The thread author was probably referring to 'civilian' counseling. He did not mention any military connection.
And while we are on the topic of PTSD, many of our Vietnam vets still suffer from, or are involved in, alcohol and drug addiction, broken marriages, violent crime, anxiety and depression and a whole range of mental illnesses which stubbornly refuse to submit to 30 odd years of 'counseling'.

The problem is that "counseling" per se has a poor reputation, or at least a dubious one, at best.
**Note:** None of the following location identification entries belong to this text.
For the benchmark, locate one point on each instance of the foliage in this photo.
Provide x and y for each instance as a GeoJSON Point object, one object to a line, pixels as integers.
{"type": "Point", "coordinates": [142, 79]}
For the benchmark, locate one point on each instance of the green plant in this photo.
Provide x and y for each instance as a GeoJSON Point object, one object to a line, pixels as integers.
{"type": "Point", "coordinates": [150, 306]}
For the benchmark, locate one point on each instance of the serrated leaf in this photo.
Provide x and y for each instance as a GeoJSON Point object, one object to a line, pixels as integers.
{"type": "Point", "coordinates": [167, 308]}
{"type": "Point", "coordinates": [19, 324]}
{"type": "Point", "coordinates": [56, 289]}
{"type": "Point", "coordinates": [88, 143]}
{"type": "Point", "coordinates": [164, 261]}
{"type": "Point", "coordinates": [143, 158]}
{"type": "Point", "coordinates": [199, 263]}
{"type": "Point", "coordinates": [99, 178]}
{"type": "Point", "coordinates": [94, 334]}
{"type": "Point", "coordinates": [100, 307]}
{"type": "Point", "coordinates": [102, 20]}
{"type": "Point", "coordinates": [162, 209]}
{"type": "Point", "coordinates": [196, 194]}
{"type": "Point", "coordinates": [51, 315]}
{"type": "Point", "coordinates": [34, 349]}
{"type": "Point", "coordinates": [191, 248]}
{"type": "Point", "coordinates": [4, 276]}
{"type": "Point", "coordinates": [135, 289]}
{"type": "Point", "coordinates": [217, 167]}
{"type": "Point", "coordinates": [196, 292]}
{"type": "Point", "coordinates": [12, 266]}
Those clinical practitioners of the 'art' are not particularly well regarded in the general community, and for every 'client' who claims to have gained some benefit, there are probably an equal number who feel that they have wasted their time and money..

Let me tell you all a story which is pertinent...
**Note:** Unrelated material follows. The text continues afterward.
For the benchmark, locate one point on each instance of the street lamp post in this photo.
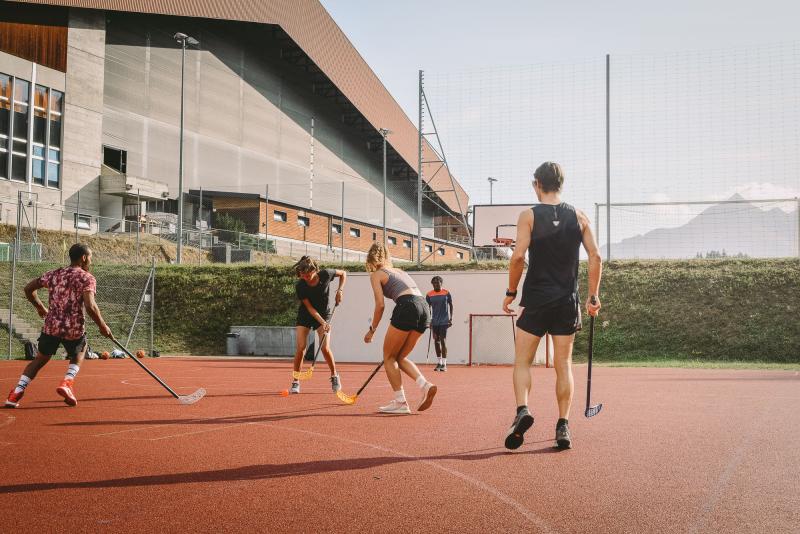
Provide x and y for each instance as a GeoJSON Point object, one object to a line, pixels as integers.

After I quit drinking back in 1990, I met a woman a year and a half later and we became 'involved'. We dated seriously and exclusively for a year and then we decided to get married in another year. During the next few months I contacted a female counselor for some advice, and she and I talked for about six sessions. She then suggested that my fiancee join in for a few sessions and we could all work on a few differences that she and I had.

Long story short, my fiancee then saw the counselor twice without telling me. When we all met in our first group session, the counselor sided with my girl and all but demanded that I meet all of my fiancee's wishes and desires and abandon mine. I foolishly stayed and debated the issues instead of walking out of the session and firing her a$$.

I remember her saying this to both of us at the end of the last session," You two have to know that there are no fixed morals. You each have to make up your mind about how each will act in this marriage. For example, the issue of adultery is one which both of you have to come to a personal decision about. It is neither right or wrong. These decisions are up to the individual."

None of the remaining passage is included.